Related concepts worth holding alongside the Klarna case
The Air Canada bereavement-fare tribunal sits adjacent. A Canadian court held the airline liable for incorrect information its own chatbot gave a grieving passenger, rejecting the argument that the chatbot was a separate legal entity. That case adds a legal-liability dimension Klarna does not, and widens the asymmetry, you are responsible for what your AI says to a customer in your name.
Verdantix and Salesforce research on customer-service deployment patterns through 2024 and 2025 has converged on the same segmentation point Klarna learned in public. AI works for augmentation and for routine inquiries, it under-performs when it is treated as a replacement for human service across the full mix. The MIT NANDA report’s finding that 95 per cent of generative AI pilots fail to produce measurable bottom-line impact is the population-level frame around Klarna.

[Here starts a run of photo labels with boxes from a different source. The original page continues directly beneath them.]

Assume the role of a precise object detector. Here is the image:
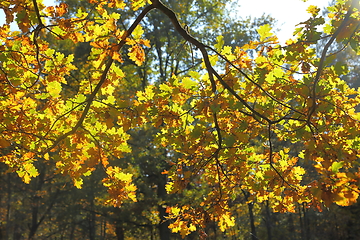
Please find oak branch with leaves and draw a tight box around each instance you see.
[0,0,360,236]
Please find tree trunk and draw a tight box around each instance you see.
[248,203,258,240]
[265,201,272,240]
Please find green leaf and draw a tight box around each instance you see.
[256,24,273,42]
[46,82,62,97]
[181,77,197,89]
[214,35,224,52]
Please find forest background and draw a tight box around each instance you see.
[0,0,360,240]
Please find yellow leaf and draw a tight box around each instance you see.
[128,45,145,66]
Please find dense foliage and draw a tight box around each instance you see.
[0,0,360,239]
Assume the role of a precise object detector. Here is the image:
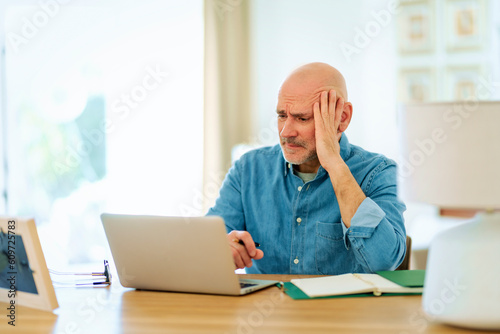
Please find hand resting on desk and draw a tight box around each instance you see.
[227,231,264,269]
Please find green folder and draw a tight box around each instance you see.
[283,270,425,300]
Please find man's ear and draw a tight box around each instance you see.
[338,102,352,133]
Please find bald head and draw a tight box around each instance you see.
[280,63,348,101]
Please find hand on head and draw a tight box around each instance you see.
[227,231,264,269]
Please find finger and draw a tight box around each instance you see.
[231,248,245,269]
[235,231,257,257]
[253,249,264,260]
[313,102,324,137]
[227,231,257,267]
[334,97,344,131]
[328,89,338,124]
[321,91,328,126]
[230,239,252,268]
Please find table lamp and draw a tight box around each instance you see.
[399,101,500,330]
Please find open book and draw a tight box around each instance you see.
[291,271,423,297]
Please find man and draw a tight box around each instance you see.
[208,63,406,275]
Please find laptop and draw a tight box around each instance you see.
[101,213,278,296]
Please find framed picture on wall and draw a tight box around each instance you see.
[0,217,58,312]
[397,1,434,54]
[398,68,435,103]
[445,0,486,51]
[445,65,484,101]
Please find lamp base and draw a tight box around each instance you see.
[422,213,500,330]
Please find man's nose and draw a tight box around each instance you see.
[280,117,297,138]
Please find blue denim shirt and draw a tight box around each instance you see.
[208,134,406,275]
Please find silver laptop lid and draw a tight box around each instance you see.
[101,214,240,295]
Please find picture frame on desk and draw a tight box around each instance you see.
[0,217,58,312]
[398,68,435,103]
[445,0,486,52]
[444,65,483,101]
[398,0,434,54]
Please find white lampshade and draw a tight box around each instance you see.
[399,101,500,330]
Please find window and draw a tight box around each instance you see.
[0,0,203,266]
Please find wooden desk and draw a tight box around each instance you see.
[0,275,484,334]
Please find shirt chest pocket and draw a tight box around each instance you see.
[315,222,353,275]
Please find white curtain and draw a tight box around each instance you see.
[203,0,252,211]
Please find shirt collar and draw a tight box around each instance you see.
[280,133,351,176]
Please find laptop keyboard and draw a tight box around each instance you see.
[240,282,257,289]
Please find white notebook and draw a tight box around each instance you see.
[291,274,423,297]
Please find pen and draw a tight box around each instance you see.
[238,240,260,247]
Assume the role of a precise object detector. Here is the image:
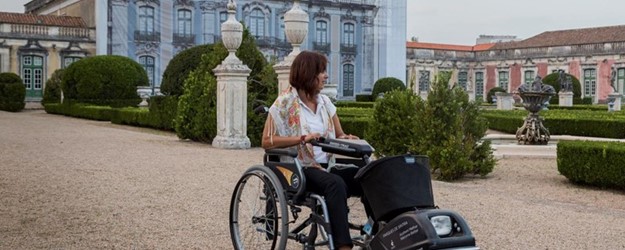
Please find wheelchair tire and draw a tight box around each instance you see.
[230,166,289,249]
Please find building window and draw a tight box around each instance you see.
[498,71,510,92]
[250,8,265,38]
[523,70,536,84]
[219,11,228,23]
[315,21,328,45]
[178,10,192,36]
[614,68,625,92]
[139,6,154,35]
[419,70,430,92]
[343,23,354,46]
[139,56,154,86]
[584,69,597,97]
[475,72,484,98]
[458,71,467,90]
[62,56,80,68]
[343,64,354,96]
[22,55,43,97]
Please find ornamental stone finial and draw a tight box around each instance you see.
[284,0,308,59]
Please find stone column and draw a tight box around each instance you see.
[273,0,308,93]
[608,92,623,111]
[495,92,514,110]
[558,91,573,107]
[213,0,252,149]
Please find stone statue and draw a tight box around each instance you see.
[610,64,616,92]
[531,76,543,91]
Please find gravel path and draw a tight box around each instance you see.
[0,111,625,249]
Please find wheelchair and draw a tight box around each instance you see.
[229,138,479,250]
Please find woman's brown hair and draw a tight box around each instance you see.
[289,51,328,98]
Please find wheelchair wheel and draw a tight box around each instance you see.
[230,166,289,249]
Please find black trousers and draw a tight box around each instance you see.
[304,168,370,247]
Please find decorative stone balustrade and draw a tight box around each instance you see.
[0,23,95,40]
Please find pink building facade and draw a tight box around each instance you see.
[407,25,625,103]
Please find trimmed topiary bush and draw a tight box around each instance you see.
[486,87,506,103]
[161,44,213,96]
[41,69,65,104]
[557,141,625,190]
[371,77,406,99]
[356,94,373,102]
[0,72,26,112]
[367,73,495,180]
[61,55,148,103]
[366,89,425,156]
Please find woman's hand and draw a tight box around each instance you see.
[304,133,321,143]
[339,134,360,140]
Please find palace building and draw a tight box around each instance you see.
[406,25,625,103]
[13,0,406,100]
[0,12,95,102]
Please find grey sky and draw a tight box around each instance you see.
[407,0,625,45]
[0,0,625,45]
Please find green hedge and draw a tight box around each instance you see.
[150,96,178,131]
[481,110,625,138]
[334,101,375,109]
[356,94,373,102]
[44,103,115,121]
[41,69,65,104]
[557,141,625,189]
[371,77,406,100]
[61,55,148,102]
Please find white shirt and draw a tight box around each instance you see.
[298,94,336,163]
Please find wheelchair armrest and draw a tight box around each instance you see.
[265,148,297,158]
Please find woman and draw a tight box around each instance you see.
[262,51,362,249]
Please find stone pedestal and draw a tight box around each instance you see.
[608,93,623,111]
[495,92,514,110]
[273,63,292,94]
[273,0,308,93]
[213,0,252,149]
[558,91,573,107]
[213,61,251,149]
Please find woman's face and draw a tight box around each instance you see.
[317,71,328,94]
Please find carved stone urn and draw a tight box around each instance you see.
[516,77,556,145]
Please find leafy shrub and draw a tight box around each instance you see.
[61,55,148,101]
[371,77,406,99]
[557,141,625,190]
[543,73,592,104]
[0,72,26,112]
[41,69,65,104]
[174,29,278,146]
[411,73,495,180]
[367,73,495,180]
[150,96,178,130]
[366,89,425,156]
[356,94,373,102]
[481,108,625,138]
[161,44,213,96]
[486,87,506,103]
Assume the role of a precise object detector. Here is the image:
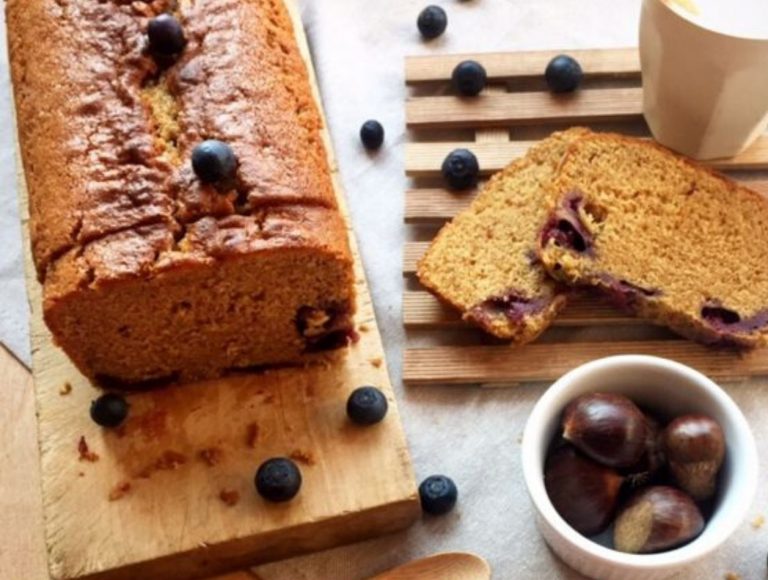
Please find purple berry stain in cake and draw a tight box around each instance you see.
[466,290,551,326]
[296,304,360,352]
[541,192,593,255]
[600,274,661,313]
[701,300,768,340]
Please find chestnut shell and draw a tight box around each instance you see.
[613,485,704,554]
[563,393,648,468]
[544,445,624,536]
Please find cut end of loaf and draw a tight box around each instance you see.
[44,238,357,388]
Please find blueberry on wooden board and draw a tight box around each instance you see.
[451,60,488,97]
[91,393,129,428]
[419,475,459,516]
[360,119,384,150]
[347,387,389,425]
[442,149,480,190]
[416,5,448,39]
[255,457,301,502]
[544,54,584,93]
[192,139,237,183]
[147,14,187,56]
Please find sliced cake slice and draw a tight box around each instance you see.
[417,129,588,343]
[540,134,768,347]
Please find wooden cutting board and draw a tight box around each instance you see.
[403,48,768,386]
[19,3,420,580]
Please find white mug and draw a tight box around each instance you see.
[640,0,768,159]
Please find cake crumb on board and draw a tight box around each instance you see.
[219,489,240,506]
[77,435,99,463]
[197,447,224,467]
[288,449,315,465]
[370,356,384,369]
[109,481,131,501]
[245,423,261,449]
[136,449,187,479]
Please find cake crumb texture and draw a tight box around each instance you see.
[6,0,355,386]
[541,134,768,347]
[417,128,588,343]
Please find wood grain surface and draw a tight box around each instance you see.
[403,339,768,385]
[403,49,768,385]
[13,3,420,580]
[0,345,48,580]
[405,48,640,84]
[405,138,768,177]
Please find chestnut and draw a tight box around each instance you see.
[563,393,648,468]
[613,485,704,554]
[627,415,665,488]
[662,415,725,501]
[544,445,624,536]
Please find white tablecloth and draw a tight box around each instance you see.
[0,0,768,580]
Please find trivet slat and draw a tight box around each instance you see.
[405,48,640,83]
[403,49,768,386]
[405,88,643,128]
[405,135,768,177]
[403,340,768,385]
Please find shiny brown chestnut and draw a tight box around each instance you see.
[627,415,666,488]
[662,415,725,501]
[613,485,704,554]
[544,445,624,536]
[563,393,648,468]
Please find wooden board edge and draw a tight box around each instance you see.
[80,498,421,580]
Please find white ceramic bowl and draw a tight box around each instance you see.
[522,355,757,580]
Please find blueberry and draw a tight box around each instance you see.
[442,149,480,190]
[347,387,389,425]
[416,6,448,39]
[360,119,384,150]
[147,14,187,56]
[192,139,237,183]
[419,475,459,516]
[544,54,584,93]
[91,393,129,427]
[451,60,488,97]
[254,457,301,502]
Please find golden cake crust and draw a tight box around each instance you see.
[6,0,354,383]
[417,128,587,344]
[540,134,768,347]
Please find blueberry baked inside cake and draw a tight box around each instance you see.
[417,128,589,343]
[6,0,355,384]
[540,134,768,347]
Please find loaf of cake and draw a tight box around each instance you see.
[417,128,589,343]
[540,134,768,347]
[6,0,354,386]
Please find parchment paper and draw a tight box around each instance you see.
[0,0,768,580]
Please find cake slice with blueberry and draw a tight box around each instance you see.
[540,134,768,347]
[417,128,589,343]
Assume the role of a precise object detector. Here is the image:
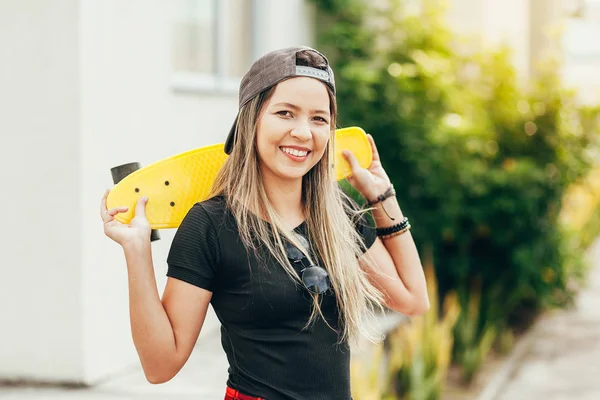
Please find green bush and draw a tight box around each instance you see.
[314,0,598,384]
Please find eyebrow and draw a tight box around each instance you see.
[273,102,329,115]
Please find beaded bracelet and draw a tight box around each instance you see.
[379,224,410,240]
[375,217,410,236]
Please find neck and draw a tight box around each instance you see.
[263,172,304,229]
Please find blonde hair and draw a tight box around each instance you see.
[211,50,383,342]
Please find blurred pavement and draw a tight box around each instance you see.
[0,332,228,400]
[495,240,600,400]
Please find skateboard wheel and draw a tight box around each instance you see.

The two cases together, Klarna and Air Canada, build a stronger discipline than either does alone. Klarna names the segmentation failure. Air Canada names the accountability failure. A firm sitting between them, evaluating its own AI customer-service plan, has the shape of the discipline it needs without having to invent it.
The brief on the founder’s desk at the start of this post should still go ahead. Just not as Klarna designed it. Segment by emotional weight, hold the top third for a human, and let cost sit alongside quality rather than over-ruling it.